ALBUQUERQUE, N.M. (KRQE) – A year ago, the Albuquerque Community Safety Department (ACS) began handling some of the calls that used to go to the Albuquerque Police Department. Now, a year after the program first began, ACS has taken over 16,000 calls, responded to community and behavioral health issues, reportedly without any resulting deaths or serious injuries.

Albuquerque created ACS as a third branch to the city’s existing public safety departments, the Albuquerque Police Department and Albuquerque Fire Rescue. The ACS’s goal is to better respond to things like homelessness, substance abuse, or behavioral health crises while freeing up police officers to focus on violent crime and other calls.

“This first year of service and the thousands of calls that have been diverted from police and fire show just how much this type of response is needed in our communities,” Albuquerque Mayor Tim Keller said in a press release. He says the program is “transforming public safety.”

Albuquerque isn’t the first city to create this sort of community-focused public service department. For example, in 1989, Eugene, Oregon saw the creation of “CAHOOTS” (Crisis Assistance Helping Out On The Streets) to help deal with mental health crises. Similarly, San Francisco, California, began their Street Crisis Response Team in 2020.

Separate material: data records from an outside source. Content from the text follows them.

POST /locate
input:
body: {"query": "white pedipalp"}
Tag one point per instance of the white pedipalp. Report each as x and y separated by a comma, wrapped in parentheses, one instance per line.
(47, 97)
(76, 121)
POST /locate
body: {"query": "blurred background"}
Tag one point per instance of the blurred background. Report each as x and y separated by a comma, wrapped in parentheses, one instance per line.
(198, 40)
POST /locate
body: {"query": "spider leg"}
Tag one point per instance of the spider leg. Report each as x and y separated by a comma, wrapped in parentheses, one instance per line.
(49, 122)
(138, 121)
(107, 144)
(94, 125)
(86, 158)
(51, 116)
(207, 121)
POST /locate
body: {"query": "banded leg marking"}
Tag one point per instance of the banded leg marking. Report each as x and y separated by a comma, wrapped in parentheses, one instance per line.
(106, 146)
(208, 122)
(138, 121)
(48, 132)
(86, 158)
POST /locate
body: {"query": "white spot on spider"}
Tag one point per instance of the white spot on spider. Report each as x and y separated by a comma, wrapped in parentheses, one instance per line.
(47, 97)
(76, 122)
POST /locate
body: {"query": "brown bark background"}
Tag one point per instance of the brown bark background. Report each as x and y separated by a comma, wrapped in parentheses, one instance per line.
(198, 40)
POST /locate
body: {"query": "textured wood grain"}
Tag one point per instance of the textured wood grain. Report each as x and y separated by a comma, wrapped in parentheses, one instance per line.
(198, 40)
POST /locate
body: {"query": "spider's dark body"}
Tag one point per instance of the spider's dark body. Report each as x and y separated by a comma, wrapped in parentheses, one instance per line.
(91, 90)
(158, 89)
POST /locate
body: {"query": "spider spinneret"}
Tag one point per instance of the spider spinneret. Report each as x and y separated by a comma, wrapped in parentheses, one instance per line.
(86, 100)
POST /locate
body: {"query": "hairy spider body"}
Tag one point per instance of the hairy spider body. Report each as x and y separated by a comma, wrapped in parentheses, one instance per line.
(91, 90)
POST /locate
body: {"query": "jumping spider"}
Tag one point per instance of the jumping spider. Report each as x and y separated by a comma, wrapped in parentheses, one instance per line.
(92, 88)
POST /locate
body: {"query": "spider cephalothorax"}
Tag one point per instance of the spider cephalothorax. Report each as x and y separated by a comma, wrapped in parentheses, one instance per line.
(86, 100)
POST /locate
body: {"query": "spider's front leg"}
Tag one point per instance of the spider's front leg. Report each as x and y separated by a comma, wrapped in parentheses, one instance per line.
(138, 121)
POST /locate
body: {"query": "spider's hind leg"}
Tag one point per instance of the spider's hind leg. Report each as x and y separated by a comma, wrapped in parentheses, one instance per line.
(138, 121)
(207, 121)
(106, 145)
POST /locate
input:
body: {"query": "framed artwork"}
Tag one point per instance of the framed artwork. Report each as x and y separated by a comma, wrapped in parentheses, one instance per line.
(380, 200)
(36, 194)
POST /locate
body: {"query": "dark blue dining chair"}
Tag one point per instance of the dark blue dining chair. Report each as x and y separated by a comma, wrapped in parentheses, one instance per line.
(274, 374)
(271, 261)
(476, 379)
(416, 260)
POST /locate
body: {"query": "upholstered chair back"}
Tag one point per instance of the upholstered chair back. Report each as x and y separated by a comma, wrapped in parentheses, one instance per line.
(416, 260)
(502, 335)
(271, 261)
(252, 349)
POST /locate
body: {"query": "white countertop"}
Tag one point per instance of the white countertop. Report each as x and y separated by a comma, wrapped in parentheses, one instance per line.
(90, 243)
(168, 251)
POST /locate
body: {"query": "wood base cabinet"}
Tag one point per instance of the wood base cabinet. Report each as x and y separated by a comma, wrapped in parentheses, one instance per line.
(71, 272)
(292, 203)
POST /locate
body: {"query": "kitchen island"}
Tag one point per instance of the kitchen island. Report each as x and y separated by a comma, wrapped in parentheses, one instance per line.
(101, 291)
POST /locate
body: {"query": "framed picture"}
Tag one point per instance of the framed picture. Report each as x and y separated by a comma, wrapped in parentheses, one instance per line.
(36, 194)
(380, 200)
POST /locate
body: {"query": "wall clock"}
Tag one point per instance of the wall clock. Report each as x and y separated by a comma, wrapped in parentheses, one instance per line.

Since it’s creation, San Francisco’s street crisis response Team has taken about 539 calls per month. Albuquerque’s ACS, on the other hand, has averaged about 866 calls per month in its first 11 months. And given that San Francisco has a larger population than Albuquerque, the number of calls-per-population in Albuquerque is much higher than in San Francisco.

KRQE News 13 previously reported that ACS could use more staff. At times, ACS has calls on-hold and calls they have to send back to the Albuquerque Police Department, ACS Director Mariela Ruiz-Angel told KRQE News 13.

As of October 3, 2022, ACS currently lists several job openings, ranging from behavioral health responders to a policy research analyst. All the postings are for full-time jobs.